Berti, “Bu, çok sayıda faktörü biraraya getiriyor. Irak’taki El Kaide ile işbirliği yapıyorlar, bu da İslamcı gruplara daha iyi silahların gelmesini sağlıyor ve iç discipline çok yüksek seviyede uyum göstermeleri de başarılı olmalarını sağlıyor” diyor.
Amerika, Nusra cephesinin El Kaide ile bağlantısını geçen Aralık ayında ortaya çıkardı. Washington, El Nusra’nın AQI tarafından “kendi kötü emelleri için Suriye halkının haklarını gasp etmek amacıyla kurulan terörist bir örgüt” olduğunu açıkladı.
Washington Enstitüsü Yakın Doğu Politikaları Enstitüsü uzmanlarından Aaron Zelin, AQI’ın Nusra cephesine yön verdiğini kabul ettiğini, çünkü Suriye’deki durumunun çok güçlendiğini, bu yüzden kendini güvende hissettiğini söylüyor.
AB’nin aksine, Körfez ülkeleri arasında silah ambargosu gibi bir tartışma yaşanmıyor. Batılı basın yayın organlarının haberlerine göre, Katar, Suriyeli muhaliflere yüzlerce milyon dolar para yardımında bulundu. Ayrıca uçak dolusu silah ve cephanelerin de Türkiye üzerinden isyancılara iletildiği öne sürülüyor. ABD basınına göre ise Suudi Arabistan’ın yaptığı yardımlardan biri de Ürdün üzerinden Suriye’ye ulaştırılan Hırvat silahlarını finanse etmesi. Ancak uzmanlar Körfez ülkelerinin de bir bütünlük sağlayamayan muhaliflere, son teknoloji cihazlar ve uçaksavar roketleri gibi ağır silah sevkiyatı yapmak istemediğini belirtiyor.

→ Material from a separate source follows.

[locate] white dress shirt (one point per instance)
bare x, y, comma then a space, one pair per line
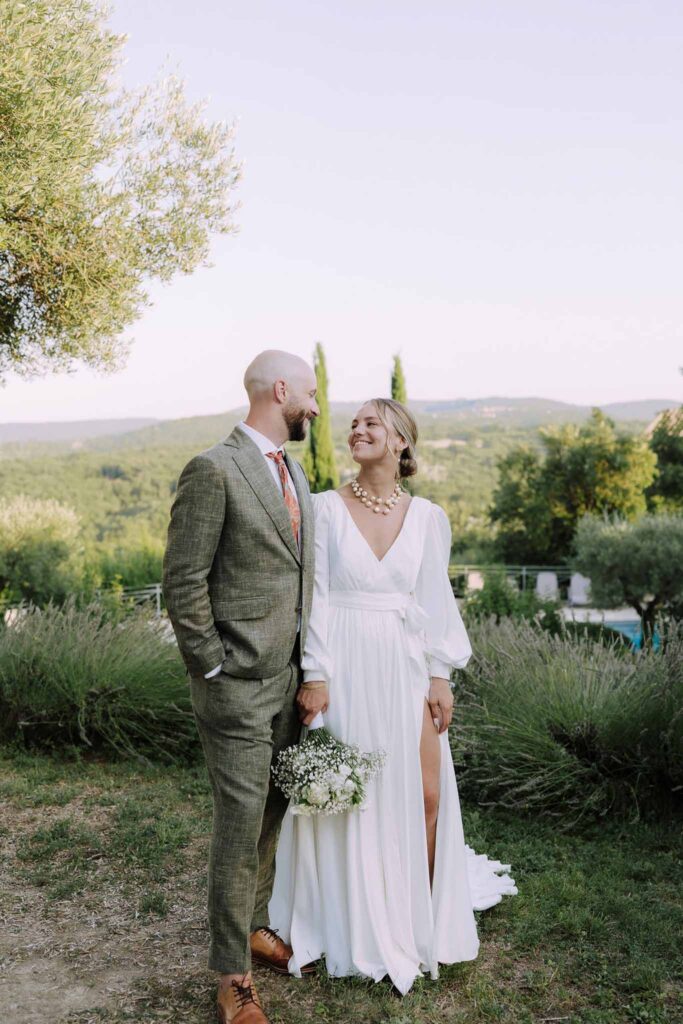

Ortadoğu uzmanı Rosiny, Batılı devletlerin, bölgede istikrar sağlayıcı bir konumu olacağı varsayımından yola çıkarak Suudi Arabistan ve Katar’la bölgedeki çıkarlarının örtüştüğünü sanmasının çok safça bir düşünce olduğu kanaatinde:
"Zira Suudi Arabistan’ın çıkarları kesinlikle Suriye’nin demokratikleşmesinden çok başka bir şey… Bir ülkenin demokratikleşmesi veya halkının daha fazla özgürlüğe kavuşmasının kendi çıkarları ile örtüşmediğini, zaten Suudiler komşu ülke Bahreyn’e müdahalesi ile de açıkça gösterdi."